Merge pull request #19 from jmrodri/run-bundle

jmrodri · web-flow · commit 717d3213a5a2 · 2020-05-18T11:08:54.000-04:00
Proposal to add run bundle subcommand.
diff --git a/enhancements/run-bundle.md b/enhancements/run-bundle.md
@@ -0,0 +1,308 @@
+---
+title: run-bundle
+authors:
+  - "@jmrodri"
+reviewers:
+  - "@joelanford"
+  - "@estroz"
+  - "@kevinrizza"
+  - "@ecordell"
+  - "@shawn-hurley"
+approvers:
+  - "@joelanford"
+  - "@estroz"
+  - "@ecordell"
+  - "@shawn-hurley"
+creation-date: 2020-05-07
+last-updated: 2020-05-07
+status: implementable
+see-also:
+replaces:
+superseded-by:
+
+---
+
+# Run Bundle
+
+## Release Signoff Checklist
+
+- [X] Enhancement is `implementable`
+- [X] Design details are appropriately documented from clear requirements
+- [X] Test plan is defined
+- [X] Graduation criteria for dev preview, tech preview, GA
+
+## Open Questions
+
+1. We currently check OLM installation status with `operator-sdk olm status`.
+   Can we change that to using the discovery API?
+   * Based on discussions, using the discovery API is the way to go.
+
+2. How do we handle --mode= flag on registry add?

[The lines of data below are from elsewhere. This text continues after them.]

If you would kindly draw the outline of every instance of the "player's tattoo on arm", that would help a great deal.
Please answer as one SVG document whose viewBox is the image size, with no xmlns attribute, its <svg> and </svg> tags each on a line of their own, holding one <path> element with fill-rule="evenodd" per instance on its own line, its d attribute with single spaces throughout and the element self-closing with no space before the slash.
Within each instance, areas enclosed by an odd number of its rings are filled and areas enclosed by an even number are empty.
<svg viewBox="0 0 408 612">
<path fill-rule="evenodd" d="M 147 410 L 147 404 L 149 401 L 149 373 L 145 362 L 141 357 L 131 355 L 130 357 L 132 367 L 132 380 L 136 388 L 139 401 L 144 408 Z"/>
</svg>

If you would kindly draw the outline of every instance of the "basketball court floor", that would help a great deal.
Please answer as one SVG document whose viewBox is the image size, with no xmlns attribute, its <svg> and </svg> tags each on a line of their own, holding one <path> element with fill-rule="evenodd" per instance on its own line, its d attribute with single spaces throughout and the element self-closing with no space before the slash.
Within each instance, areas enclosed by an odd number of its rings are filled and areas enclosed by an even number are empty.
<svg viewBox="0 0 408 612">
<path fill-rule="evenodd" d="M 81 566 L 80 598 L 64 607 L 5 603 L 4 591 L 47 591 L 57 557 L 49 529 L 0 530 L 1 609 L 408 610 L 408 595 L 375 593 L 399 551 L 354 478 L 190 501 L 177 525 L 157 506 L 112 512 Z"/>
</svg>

+   * When adding a bundle to an empty index, default to **semver**
+   * When adding a bundle to a provided index, default to **replaces**
+   * Should the add mode be configurable on the CLI? **optional flag**;
+     not in an example right now
+
+3. Is there no case we want to enable permissive mode?
+   * No, always keep permissive disabled.
+
+## Summary
+
+Enhance the Operator SDK `run` command to support the new bundle format.
+
+## Motivation
+
+One of the primary goals of the Operator SDK is to make it easy for operator
+developers to run and test their operators with Operator Lifecycle
+Manager (OLM). There currently exists a `run --olm` command which supports the
+packagemanifest format. In order to add support for the new bundle format, we
+are migrating to subcommands on the run command instead of increasing the
+number of flags.
+
+### Goals
+
+Provide a command line that works with bundle image format.
+
+### Non-Goals
+
+This design does not cover the replacement of run --olm with run
+packagemanifest. The change to `run packagemanifest` is covered by
+[OSDK-1126](https://issues.redhat.com/browse/OSDK-1126).
+
+For now we will assume the existing registry DB located at `/database/index.db`.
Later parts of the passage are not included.